From the task examples and requirements (in the following Appendix), your team should sketch out several competing interfaces. Discuss and choose the most promising of these, and develop a low-fidelity prototype that demonstrates how the interface fulfills the requirements. Specifically, use the key users, their tasks, and the prioritized requirements as a type of requirements document to help you brainstorm prototypes that illustrate how your system would appear to the customer. You should be creating low-fidelity prototypes e.g., paper sketches, storyboards, cut-and-paste mockups. You should not be concentrating on prettiness or completeness; rather, you are trying to show the overall interaction style of your system. Each early prototype should contain the core screens that illustrate how the system will work as a whole, including (perhaps) a sample interaction based upon some of the key tasks. Hint: To get diversity, each group member may want to try to create a few rough sketches before gathering as a group. You should also realize that some people may be better at this than others; this is not supposed to be a competition.

Submission:

  • Add a link from your overall project page to this phase.
  • Take pictures of each of your rough paper prototypes and add these pictures to the wiki.
  • On the wiki, write a section describing your evaluation phase. Include a description of what you did and what you learned.
  • Include a written description/tutorial of the final physical paper prototype on the wiki page
  • Submit the original physical paper prototypes in class on the due date. Please put them in a plastic bag or some container so different group's prototypes don't get combined.


Appendix: Developing and Evaluating Initial Prototypes

Step 1. Developing low-fidelity prototypes

Use the key users, tasks, and system requirements generated previously as a type of requirements document to help you brainstorm prototypes that illustrate how your system would appear to the customer. You should be creating several (at least one per group member) low-fidelity prototypes e.g., paper sketches, storyboards, or physical mockups.
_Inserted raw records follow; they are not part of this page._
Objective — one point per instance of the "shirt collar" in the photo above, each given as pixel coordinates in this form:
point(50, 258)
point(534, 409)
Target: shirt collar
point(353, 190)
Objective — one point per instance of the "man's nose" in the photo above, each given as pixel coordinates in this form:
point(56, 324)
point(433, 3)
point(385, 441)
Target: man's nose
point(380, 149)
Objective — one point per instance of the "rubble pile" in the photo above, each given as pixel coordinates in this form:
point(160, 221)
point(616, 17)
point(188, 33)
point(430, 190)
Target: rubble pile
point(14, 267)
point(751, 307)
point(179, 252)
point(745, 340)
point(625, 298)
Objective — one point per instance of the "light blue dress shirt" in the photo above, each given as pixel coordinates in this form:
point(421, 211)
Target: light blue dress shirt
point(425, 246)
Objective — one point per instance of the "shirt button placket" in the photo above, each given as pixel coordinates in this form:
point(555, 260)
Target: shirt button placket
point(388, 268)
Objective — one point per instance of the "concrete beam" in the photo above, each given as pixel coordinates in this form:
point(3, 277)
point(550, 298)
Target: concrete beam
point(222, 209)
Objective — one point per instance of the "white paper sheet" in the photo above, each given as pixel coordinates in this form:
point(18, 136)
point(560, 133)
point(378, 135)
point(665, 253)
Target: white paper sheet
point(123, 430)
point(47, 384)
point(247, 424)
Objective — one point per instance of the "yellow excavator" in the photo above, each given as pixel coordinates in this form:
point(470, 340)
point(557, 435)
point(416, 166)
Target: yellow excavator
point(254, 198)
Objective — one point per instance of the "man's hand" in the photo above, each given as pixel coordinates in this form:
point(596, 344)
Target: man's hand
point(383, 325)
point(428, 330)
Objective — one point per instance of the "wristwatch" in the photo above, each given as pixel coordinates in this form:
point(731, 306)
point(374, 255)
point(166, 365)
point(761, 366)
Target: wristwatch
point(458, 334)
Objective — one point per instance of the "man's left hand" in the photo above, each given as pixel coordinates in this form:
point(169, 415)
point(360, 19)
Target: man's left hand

You should also be thinking about what mental model the system will portray to its customers. You should not be concentrating on prettiness or completeness; rather, you are trying to show the overall representation and interaction style of your system. Each prototype should contain the core screens that illustrate how the system will work as a whole, including (perhaps) a sample interaction based upon some of the key tasks. You should use the ideas of "psychology of everyday things" and "beyond screen design" to help you, as well as your general knowledge of other systems (there is nothing wrong with copying ideas, but you may not copy exact interfaces).

  • Your low-fidelity prototypes must be hand-drawn. These should convey the visual design for your project and show the main screens (probably 2-8 screens for each design), with text labels, buttons, graphics, etc. An easy way to do this and explain the system is to write an introductory tutorial, which largely shows the main screens and explains what is happening in each one as the user carries out a common task sequence (such as logging in, doing a search, seeing the search results, and sending it to someone).
  • Transition diagrams can give a good overview, be sure to provide at least one.

Hints. To get diversity, each of you may want to try to create a few rough sketches before gathering as a group. You should also realize that some people may be better at this than others; this is not supposed to be a competition!

Step 2. Evaluate the prototypes

Your next step is to evaluate the prototypes.
  • Discuss each prototype to see whether it is a possibility in principle (e.g., are there obvious problems with the conceptual model? Is it implementable?)
  • Do a task-centered system walkthrough for each of your key tasks, and each of your user types.
  • From the ones that are left, elicit informal reactions and further discussion from customers / counter people / appraisers. You may find that your end-users will tell you about further tasks and task details that were not thought about before.

Step 3. Reconsider priorities, and make a decision

Based on the prototype and evaluation exercise, you may wish to reconsider what customers you will address as well as what tasks and requirements you will support. It could be that you were wildly optimistic about what you could do! At this point, you should have a reasonable idea of which prototype styles are worth pursuing, or whether you should start again. Make your decision on what direction(s) to follow. If you have more than one direction, you may want to continue developing both a bit further. If you have no worthy candidates, return to step 2.

Hint. Don't feel committed to any prototype. This is the time where prototypes are quick to generate and cheap to discard. Use this time to explore the design space. While you may want to just get on with it, a bad design choice now can have disastrous and expensive repercussions later.

Step 4. Refinement

Refine your prototype by considering the nuances of each task, the functions that must be incorporated, and the expected reaction of each user. You may want to start considering the more subtle aspects of interface design at this point (e.g., psychology of everyday things, principles of graphical screen design, design principles).You will turn in the original paper refined and finalized paper prototype.